All the conservatives in Europe, all the socialists in Europe will have to campaign on the same agenda. All the media, possibly including the U.S. media, will compete to organize a debate broadcast live among the candidates like between Mr. Obama and Mr. Romney. All of the EU citizens and possibly some American ones will watch. It will be a first. All the European citizens will understand that for the first time there will be a real stake in the European elections. It will be up to them to decide who will be Mr. or Mrs. Europe and to choose him or her on an agenda, which means that in the middle of next year there will be on the world stage one person having the legitimacy received from the vote of 700 million European citizens. This will make a difference, if we are able to do so as it is planned, scheduled in the European treaty.

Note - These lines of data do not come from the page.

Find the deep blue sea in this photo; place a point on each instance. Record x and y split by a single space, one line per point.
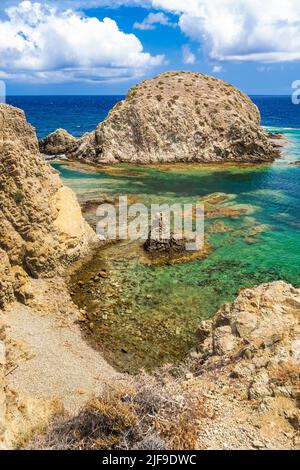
80 114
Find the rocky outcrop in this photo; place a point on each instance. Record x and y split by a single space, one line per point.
180 117
248 371
42 229
42 232
258 336
59 142
259 318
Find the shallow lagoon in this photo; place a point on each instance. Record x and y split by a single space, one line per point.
144 316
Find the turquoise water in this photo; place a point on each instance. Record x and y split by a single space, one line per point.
166 303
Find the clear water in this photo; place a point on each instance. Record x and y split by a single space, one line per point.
166 303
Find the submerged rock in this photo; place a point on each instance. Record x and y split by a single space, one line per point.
180 117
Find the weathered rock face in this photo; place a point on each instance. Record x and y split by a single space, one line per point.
258 337
42 229
59 142
180 117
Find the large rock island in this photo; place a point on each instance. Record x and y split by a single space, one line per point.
175 117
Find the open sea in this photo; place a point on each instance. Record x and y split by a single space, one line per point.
166 303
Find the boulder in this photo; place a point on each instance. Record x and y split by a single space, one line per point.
180 117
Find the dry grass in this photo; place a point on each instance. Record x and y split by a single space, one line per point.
151 413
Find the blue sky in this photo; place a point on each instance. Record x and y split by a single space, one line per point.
105 47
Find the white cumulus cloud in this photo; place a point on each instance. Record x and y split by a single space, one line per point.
241 30
43 44
188 56
152 20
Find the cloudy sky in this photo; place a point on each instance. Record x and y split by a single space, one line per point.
105 46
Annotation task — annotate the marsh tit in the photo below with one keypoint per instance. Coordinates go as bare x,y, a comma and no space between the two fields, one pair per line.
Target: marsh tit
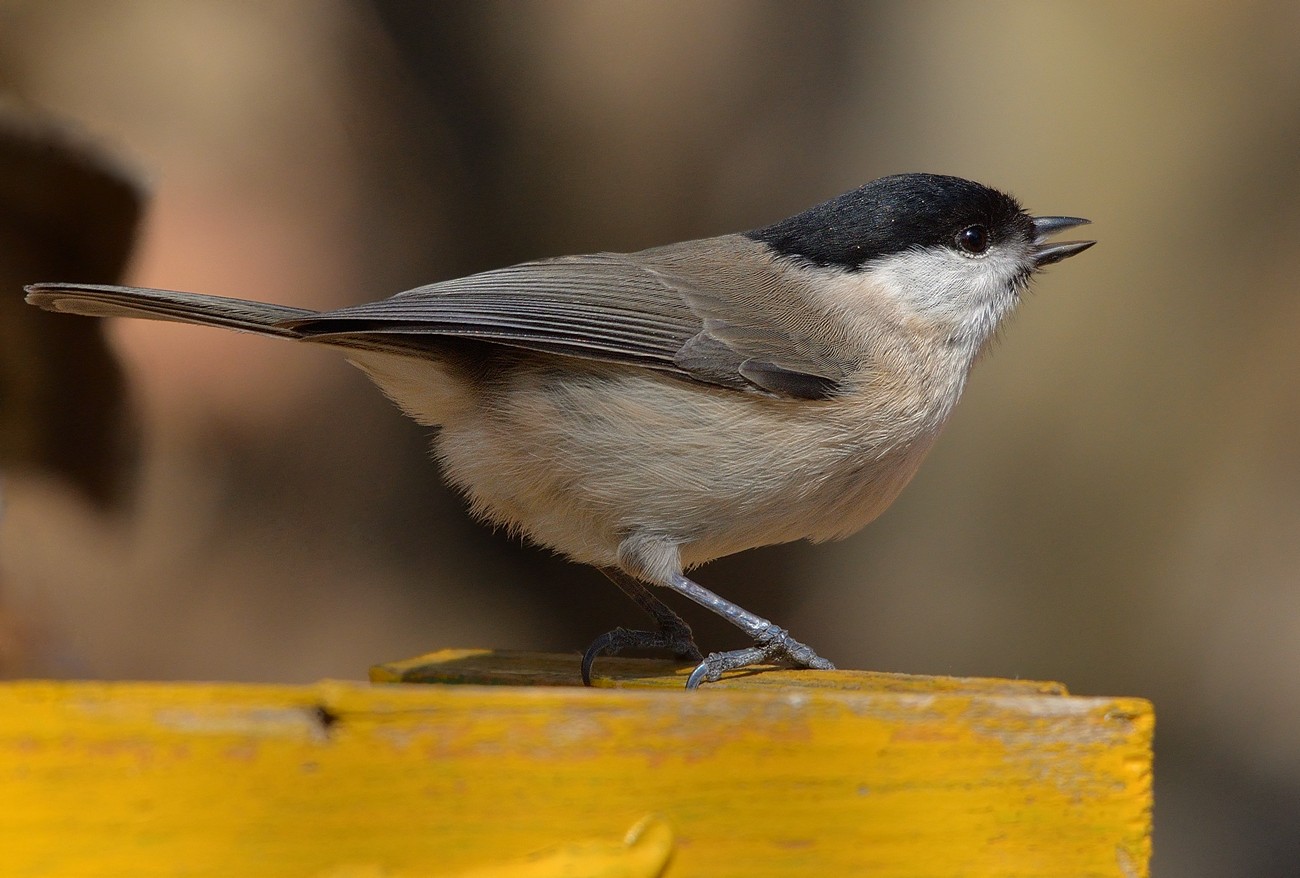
646,412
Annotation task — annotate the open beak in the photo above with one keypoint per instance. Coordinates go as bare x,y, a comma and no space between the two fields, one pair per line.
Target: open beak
1047,254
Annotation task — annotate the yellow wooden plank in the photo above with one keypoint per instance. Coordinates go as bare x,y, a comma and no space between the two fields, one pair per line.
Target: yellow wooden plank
376,779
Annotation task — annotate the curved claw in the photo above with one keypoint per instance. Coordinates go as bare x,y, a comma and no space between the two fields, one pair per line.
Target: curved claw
611,643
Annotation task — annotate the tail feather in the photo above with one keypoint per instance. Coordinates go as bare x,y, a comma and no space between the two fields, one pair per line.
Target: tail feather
103,301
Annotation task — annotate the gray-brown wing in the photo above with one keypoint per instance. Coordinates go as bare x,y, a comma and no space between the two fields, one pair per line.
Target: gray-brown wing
667,308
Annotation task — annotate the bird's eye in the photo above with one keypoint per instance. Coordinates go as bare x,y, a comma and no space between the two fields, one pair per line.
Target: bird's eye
973,239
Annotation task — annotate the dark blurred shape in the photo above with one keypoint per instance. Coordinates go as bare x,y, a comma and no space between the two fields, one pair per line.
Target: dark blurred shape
66,210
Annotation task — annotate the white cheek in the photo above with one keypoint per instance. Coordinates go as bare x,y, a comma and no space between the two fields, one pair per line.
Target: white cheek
952,289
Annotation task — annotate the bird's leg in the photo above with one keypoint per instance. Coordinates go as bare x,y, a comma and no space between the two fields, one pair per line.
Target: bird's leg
771,643
674,632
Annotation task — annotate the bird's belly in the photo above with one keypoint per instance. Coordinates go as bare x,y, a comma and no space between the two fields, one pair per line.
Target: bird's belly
583,463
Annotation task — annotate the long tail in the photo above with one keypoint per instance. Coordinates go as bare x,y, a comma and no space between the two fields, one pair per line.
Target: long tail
96,301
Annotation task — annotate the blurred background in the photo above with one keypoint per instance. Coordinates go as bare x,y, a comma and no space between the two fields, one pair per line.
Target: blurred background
1116,504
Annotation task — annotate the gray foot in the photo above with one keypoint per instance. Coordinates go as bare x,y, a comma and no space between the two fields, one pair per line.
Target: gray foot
775,647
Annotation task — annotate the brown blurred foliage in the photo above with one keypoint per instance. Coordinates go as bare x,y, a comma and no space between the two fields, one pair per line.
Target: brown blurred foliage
1116,504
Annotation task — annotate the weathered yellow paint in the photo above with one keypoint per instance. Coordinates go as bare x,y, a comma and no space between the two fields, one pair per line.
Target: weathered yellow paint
883,777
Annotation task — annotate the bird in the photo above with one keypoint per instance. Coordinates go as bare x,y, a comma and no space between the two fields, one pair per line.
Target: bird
646,412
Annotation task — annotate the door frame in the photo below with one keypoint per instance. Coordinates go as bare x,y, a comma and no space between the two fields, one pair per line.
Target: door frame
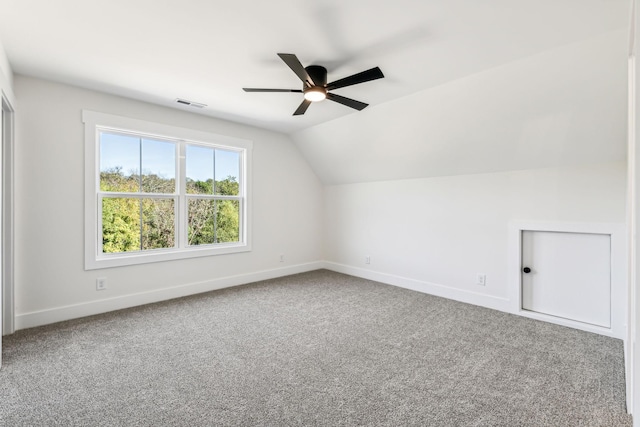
7,320
618,273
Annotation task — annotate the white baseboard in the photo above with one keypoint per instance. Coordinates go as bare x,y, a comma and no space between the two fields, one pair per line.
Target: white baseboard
489,301
58,314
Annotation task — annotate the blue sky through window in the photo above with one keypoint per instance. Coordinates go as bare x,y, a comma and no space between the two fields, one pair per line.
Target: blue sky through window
158,157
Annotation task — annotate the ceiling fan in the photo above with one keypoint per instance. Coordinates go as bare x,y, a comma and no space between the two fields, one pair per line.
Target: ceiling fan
315,87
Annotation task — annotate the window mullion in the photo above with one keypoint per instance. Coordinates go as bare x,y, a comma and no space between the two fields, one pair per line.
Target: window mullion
183,214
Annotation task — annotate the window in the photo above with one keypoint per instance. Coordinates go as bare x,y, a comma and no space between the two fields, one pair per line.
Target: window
157,193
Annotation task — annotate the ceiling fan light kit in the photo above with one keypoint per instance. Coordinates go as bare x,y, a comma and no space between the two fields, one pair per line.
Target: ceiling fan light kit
315,87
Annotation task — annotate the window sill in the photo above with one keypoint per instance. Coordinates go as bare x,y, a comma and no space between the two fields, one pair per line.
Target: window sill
126,259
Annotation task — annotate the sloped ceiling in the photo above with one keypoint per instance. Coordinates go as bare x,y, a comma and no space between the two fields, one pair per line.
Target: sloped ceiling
470,86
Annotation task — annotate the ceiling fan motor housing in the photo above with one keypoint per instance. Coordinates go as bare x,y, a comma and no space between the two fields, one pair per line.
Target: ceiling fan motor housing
318,74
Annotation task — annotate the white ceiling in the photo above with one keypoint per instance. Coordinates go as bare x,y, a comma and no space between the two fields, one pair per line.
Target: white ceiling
471,86
207,50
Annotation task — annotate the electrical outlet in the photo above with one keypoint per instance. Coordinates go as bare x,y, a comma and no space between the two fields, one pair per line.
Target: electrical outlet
481,280
101,283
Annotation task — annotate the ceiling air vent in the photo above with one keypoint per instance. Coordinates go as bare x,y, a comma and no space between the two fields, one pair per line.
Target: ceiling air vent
190,103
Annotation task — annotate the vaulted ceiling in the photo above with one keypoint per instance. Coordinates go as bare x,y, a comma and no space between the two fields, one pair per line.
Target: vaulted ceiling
470,86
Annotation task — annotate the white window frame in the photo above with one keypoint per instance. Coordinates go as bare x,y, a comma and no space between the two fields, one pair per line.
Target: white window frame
94,122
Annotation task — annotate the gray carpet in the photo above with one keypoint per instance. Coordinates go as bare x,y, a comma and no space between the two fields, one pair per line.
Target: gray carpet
318,348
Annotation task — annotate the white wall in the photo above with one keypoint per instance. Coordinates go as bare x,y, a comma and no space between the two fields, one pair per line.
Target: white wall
436,234
50,281
565,106
6,76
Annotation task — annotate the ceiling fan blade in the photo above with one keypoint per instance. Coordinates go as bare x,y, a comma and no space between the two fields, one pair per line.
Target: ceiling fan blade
302,108
347,101
365,76
292,61
252,89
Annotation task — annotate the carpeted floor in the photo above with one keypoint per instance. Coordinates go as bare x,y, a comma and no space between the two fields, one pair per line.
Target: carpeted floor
316,349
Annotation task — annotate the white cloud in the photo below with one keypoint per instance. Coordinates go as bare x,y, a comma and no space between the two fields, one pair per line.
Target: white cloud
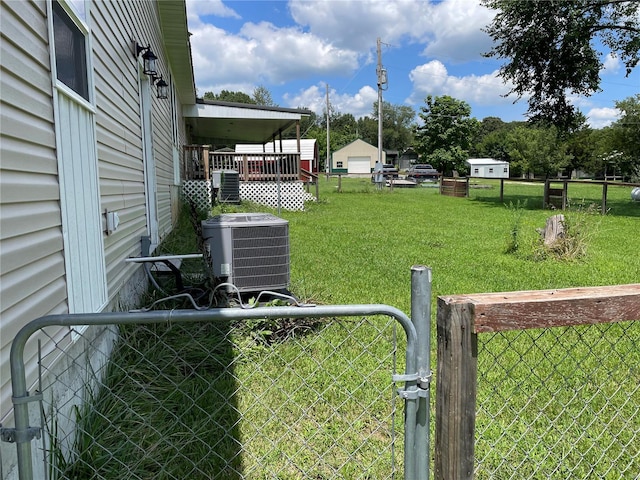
261,54
357,25
602,117
455,31
315,99
198,8
433,79
611,64
449,29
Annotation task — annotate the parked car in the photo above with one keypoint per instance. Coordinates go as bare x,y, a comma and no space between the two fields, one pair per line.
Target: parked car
389,171
422,172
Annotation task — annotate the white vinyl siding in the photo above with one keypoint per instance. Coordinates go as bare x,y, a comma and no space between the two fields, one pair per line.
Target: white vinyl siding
32,275
33,279
119,131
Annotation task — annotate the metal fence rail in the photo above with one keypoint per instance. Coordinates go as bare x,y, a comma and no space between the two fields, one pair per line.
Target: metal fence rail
267,392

And the last issue, the last choice to be made in the next two years, of course, is the renewal, updating of the transatlantic relations. We are very happy on the European side of the launching of the Transatlantic Trade and Investment Partnership (TTIP). It’s very important. To say it in a nutshell, we realize that the 21st century will be a difficult one – a very enthusiastic, but very difficult for us with all those emerging powers, all those risks of proliferation of weapons of mass destruction, all those very important countries muddling through to invent new forms of democracy, all those fanaticisms here and there particularly around Europe, very close to Europe, Maghreb and the Middle East.
So in these very enthusiastic but dangerous times, at a time when we the Westerners, the U.S., the Europeans and Canadians, we have set up all the international organizations existing today. And we are still in a position to influence them - but we know that in two or three decades the world will be very different. Now is the time for us to work together to ensure that to ensure that all the standards recognized explicitly or implicitly by the rest of the world for the rest of the century are our standards, our democratic standards, our human rights standards, our economic, technical, et cetera, standards. It’s still time to do that, but we are running out of time. In one or two, maximum three decades, this will be another world. This world can be framed by us. Not by the U.S. alone, not by the EU alone, but by the two of us it’s possible. I hope we will make it.
Remarks delivered by The Honorable Alain Lamassoure, Chairman of the European Parliament’s Budget Committee and lead negotiator on the European Union’s Multiannual Financial Framework (2014-2020) on July 18, 2013 at a meeting organized by The European Institute in cooperation with the European Parliament Liaison Office with the U.S. Congress.